Form 4 とは(誰が・いつ・何を出すか)
Form 4 は、企業のインサイダーが自社株の売買などを行ったときにSECへ提出する報告書です。
- 誰が:役員(Officer)・取締役(Director)・10%以上を持つ大株主。
- いつ:取引の2営業日以内(早い=内容が新しい)。
- 何を:売買・オプション行使・付与などを取引コード付きで開示。
取引コードの意味(P/S だけ見れば十分なことが多い)
主な取引コード:
- P=市場での買付(身銭を切って買った=最も注目されるシグナル)。
- S=市場での売却(理由が多くノイジー・後述)。
- A=付与(報酬)/M=オプション行使/F=税金のための株式源泉徴収/G=贈与。
なぜ「買い」は注目され、「売り」はあてにならないのか
買い(P)は、税制メリットも義務もない中でわざわざ自腹で買う行為なので、「割安と思っている/自信がある」と解釈されやすい。とくに複数の役員が同時期に買う「クラスター買い」は、偶然では起きにくく注目度が高い。

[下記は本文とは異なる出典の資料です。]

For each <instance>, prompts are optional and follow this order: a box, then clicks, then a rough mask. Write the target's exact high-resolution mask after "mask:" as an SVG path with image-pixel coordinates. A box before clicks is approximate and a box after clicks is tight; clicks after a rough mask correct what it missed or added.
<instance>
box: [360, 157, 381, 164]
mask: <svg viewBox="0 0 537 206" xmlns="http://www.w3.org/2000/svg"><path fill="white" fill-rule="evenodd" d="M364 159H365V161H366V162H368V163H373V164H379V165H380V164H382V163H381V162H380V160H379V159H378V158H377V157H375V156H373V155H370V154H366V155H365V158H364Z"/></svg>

一方 売り(S)は、納税・分散・住宅購入・生活資金・自動売却など個人的理由が多く、必ずしも「弱気」を意味しません。さらに 10b5-1 計画(あらかじめ日程を決めておく自動売買)による売り/買いは、その時点の判断ではないためシグナル性が薄れます。「売り=悪材料」と短絡しないのが大事です。
限界と注意点(過信しない)
- サンプルが小さい:1件の買いだけでは何も言えない。金額・人数・継続性で見る。
- タイミングは万能でない:役員も間違える。買った後に下がることも普通にある。
- 10b5-1・付与・行使を“強気/弱気”と誤読しない。
- あくまで一材料:業績・バリュエーションと必ずセットで見る。
kabu での見方
- インサイダー取引ページ:全銘柄の役員売買・クラスター買いを横断で確認。
- 各銘柄ページのインサイダー欄:直近90日の純買付・買い/売りの人数・明細(P/Sのみ)。
よくある質問
Form 4 とは何ですか?
企業のインサイダー(役員・取締役・10%以上の大株主)が自社株の売買などを行った際に、SECへ2営業日以内に提出する「株式保有の変動報告書」です。公開情報で、取引コード付きで売買内容が分かります。
役員が買ったら「買いシグナル」ですか?
市場での買付(コードP)は自腹で買う行為なので前向きに解釈されやすく、とくに複数役員の「クラスター買い」は注目されます。ただし1件では判断できず、タイミングも万能ではありません。あくまで一材料で、業績・バリュエーションと併せて見てください。投資助言ではありません。
クラスター買いとは何ですか?
短い期間に複数のインサイダーが自社株を市場で買う動きです。偶然では起きにくいため、単独の買いより注目度が高いとされます。ただし金額や継続性、会社の状況とあわせて見る必要があります。
なぜ役員の「売り」はあてにならないのですか?
売り(コードS)は納税・分散・生活資金・あらかじめ日程を決めた自動売買(10b5-1計画)など個人的理由が多く、必ずしも弱気を意味しないためです。「売り=悪材料」と短絡しないのが大切です。
kabu ではどこでインサイダー取引を見られますか?
/insider-trading(全銘柄の横断ビューとクラスター買い)と、各銘柄ページのインサイダー欄(直近90日の純買付・明細)で見られます。いずれも市場買付(P)・売却(S)のみを集計し、付与・行使・源泉はノイズとして除外しています。